Media Kampung – Valentino Rossi terus menarik perhatian meski telah pensiun dari MotoGP sejak 2021, terutama berkat kemampuan intuisi balapnya yang luar biasa. Pembalap muda Pertamina Enduro VR46, Fabio Di Giannantonio, mengungkap bahwa Rossi memiliki mata yang mampu menangkap hal-hal di lintasan yang bahkan tak terlihat oleh data telemetri sekalipun.
Di Giannantonio mengaku terkejut dengan ketajaman pengamatan Rossi saat hadir langsung di Sirkuit Catalunya, Barcelona, Spanyol. Meski kini berstatus pemilik tim VR46 dan lebih aktif di balap mobil setelah pensiun, Rossi masih menunjukkan kemampuan memahami dinamika balapan yang sulit ditandingi oleh pembalap muda.
Sejak meninggalkan MotoGP, Rossi menyaksikan perubahan besar pada motor balap, khususnya penerapan aerodinamika yang semakin kompleks dan memengaruhi persaingan. Kendati demikian, kepekaan Rossi terhadap lintasan dan strategi tetap dianggap sebagai aset berharga oleh para pembalap dan tim saat ini.

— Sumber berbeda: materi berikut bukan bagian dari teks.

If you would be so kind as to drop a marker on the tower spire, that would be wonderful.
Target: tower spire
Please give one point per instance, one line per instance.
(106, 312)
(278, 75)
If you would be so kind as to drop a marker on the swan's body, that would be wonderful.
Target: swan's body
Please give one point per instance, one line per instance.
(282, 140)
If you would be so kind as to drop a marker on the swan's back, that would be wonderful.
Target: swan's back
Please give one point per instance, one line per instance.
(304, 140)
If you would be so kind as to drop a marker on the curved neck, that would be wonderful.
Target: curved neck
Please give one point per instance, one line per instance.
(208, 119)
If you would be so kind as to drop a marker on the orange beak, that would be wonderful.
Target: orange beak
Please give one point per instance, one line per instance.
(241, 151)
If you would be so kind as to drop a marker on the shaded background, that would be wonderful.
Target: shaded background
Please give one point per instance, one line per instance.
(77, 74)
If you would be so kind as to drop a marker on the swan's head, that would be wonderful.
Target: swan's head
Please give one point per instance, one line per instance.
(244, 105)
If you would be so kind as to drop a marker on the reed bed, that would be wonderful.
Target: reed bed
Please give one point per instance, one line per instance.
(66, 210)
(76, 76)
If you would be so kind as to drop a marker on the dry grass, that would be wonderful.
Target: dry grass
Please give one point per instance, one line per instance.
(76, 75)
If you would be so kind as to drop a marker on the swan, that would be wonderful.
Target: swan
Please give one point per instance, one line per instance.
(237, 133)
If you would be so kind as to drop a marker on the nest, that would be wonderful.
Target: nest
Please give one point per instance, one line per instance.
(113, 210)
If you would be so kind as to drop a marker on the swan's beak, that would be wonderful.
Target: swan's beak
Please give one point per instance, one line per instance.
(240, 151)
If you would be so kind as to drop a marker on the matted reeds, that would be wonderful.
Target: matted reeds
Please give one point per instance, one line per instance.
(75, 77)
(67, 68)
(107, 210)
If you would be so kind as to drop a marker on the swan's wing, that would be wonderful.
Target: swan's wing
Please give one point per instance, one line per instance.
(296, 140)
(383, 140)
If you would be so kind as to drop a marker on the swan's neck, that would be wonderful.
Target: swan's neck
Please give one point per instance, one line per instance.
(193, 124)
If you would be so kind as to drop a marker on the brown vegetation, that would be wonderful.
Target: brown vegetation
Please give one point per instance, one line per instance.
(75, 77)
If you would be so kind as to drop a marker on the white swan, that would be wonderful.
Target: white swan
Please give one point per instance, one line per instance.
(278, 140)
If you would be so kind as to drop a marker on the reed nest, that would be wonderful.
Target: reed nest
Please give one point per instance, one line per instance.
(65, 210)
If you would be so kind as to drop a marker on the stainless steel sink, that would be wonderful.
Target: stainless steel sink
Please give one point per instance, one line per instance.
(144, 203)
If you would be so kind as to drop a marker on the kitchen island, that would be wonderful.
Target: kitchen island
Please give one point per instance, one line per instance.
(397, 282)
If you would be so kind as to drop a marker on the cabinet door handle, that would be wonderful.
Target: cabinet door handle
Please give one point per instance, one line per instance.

Sementara itu, dunia MotoGP saat ini tengah mengalami masa transisi dengan Yamaha yang sedang berjuang menghadapi krisis performa motor anyar mereka. Pembalap utama Yamaha, Fabio Quartararo, mengungkapkan frustrasi akibat motor YZR-M1 yang belum kompetitif setelah perubahan konfigurasi mesin dari in-line 4 menjadi V4. Direktur Yamaha MotoGP, Paolo Pavesio, memahami kondisi tersebut dan berharap Quartararo dapat tetap fokus karena tim sedang bekerja keras untuk perbaikan.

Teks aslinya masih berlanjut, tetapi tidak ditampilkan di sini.